Trespass
CANADA | Thursday, 15 May 2014 | Views [265] | Scholarship Entry
The farmhouse is a relief as I step out of the tree line and into an overgrown field with my family. As I hurry toward it ahead of the others the building is obviously not the salvation we had hoped it might be. The paint has long since worn off, either from time or weather, and the doorway stands empty. Sometimes, looking at pictures online, I can hardly believe that the scenes captured by others could possibly be real. The abandoned farm is one of those images. From a distance it is idyllic, an old house in the background with an overgrown field before it and even a multiple-row plow left to rust in the dirt to one side. Up close it is no less photogenic. The store house must be years abandoned, the broken boards in the single room space left undisturbed save for the new plant life that works to reclaim the area. Anywhere back home the place would be boarded off with “no trespassing” signs, nearly impossible to enter. Here it’s all just another part of the landscape.

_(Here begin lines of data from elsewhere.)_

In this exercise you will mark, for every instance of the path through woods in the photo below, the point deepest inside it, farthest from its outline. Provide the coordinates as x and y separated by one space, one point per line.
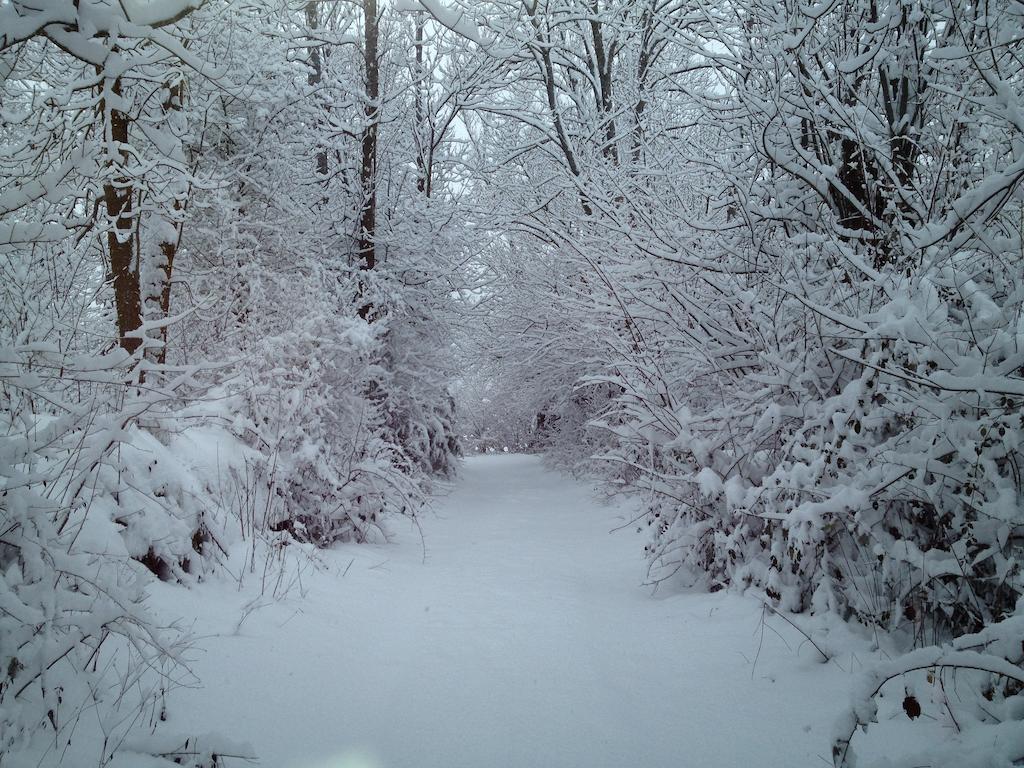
523 639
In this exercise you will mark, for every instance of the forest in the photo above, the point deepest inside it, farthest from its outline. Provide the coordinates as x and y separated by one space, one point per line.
274 272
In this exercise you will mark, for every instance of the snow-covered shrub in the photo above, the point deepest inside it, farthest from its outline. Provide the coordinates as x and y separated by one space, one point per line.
310 410
842 428
88 502
974 686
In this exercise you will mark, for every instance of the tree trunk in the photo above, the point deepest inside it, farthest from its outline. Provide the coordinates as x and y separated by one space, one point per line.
121 241
368 171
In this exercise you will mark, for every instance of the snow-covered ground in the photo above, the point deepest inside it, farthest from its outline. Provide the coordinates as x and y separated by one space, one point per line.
518 635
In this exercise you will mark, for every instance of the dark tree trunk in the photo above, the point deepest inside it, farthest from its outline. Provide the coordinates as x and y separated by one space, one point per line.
368 170
121 241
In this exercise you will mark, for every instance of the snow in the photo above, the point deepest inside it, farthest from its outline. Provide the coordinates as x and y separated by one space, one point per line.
519 634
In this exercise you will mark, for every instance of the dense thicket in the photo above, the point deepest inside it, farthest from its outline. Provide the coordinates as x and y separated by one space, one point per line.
774 286
759 262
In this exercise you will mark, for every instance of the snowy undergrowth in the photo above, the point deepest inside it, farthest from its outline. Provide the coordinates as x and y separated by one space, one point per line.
522 637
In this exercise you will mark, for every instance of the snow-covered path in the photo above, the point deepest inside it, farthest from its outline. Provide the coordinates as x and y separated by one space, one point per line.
522 639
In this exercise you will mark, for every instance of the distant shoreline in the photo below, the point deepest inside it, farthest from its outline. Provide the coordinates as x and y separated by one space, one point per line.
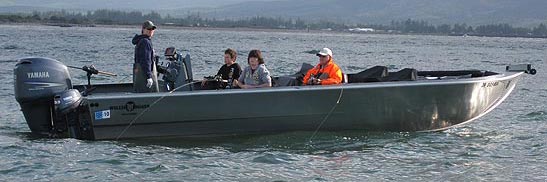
255 29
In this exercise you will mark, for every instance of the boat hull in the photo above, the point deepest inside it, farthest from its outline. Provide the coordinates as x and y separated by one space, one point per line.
424 105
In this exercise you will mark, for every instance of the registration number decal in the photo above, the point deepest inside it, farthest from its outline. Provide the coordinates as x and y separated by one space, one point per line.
105 114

There is no phone inside, a feeble hope but the farm has at least given us something better than the old woodcutter’s trail we had been following in the woods. A road stretches out in both directions in front of the ruined building, the only thing left to do is to pick a direction and continue on our way. There is no way of knowing which will take us closer to help and which farther away. In the end we leave it to chance.
Getting lost in the great northern woods of Canada had not been part of the plan when we had struck out for a short hike now hours past. Finding an abandoned farm hadn't been part of that plan either, but seeing it for the first time is an image that I will not forget. Walking down the road, spirits renewed with a real road underfoot even if only of packed dirt, we come across a chain strung across our path with a sign hung on it warning off trespassers. We step around it unsure if we dodged a bullet, or how accurate that turn of phrase is applied to our situation. There is no rust on the sign.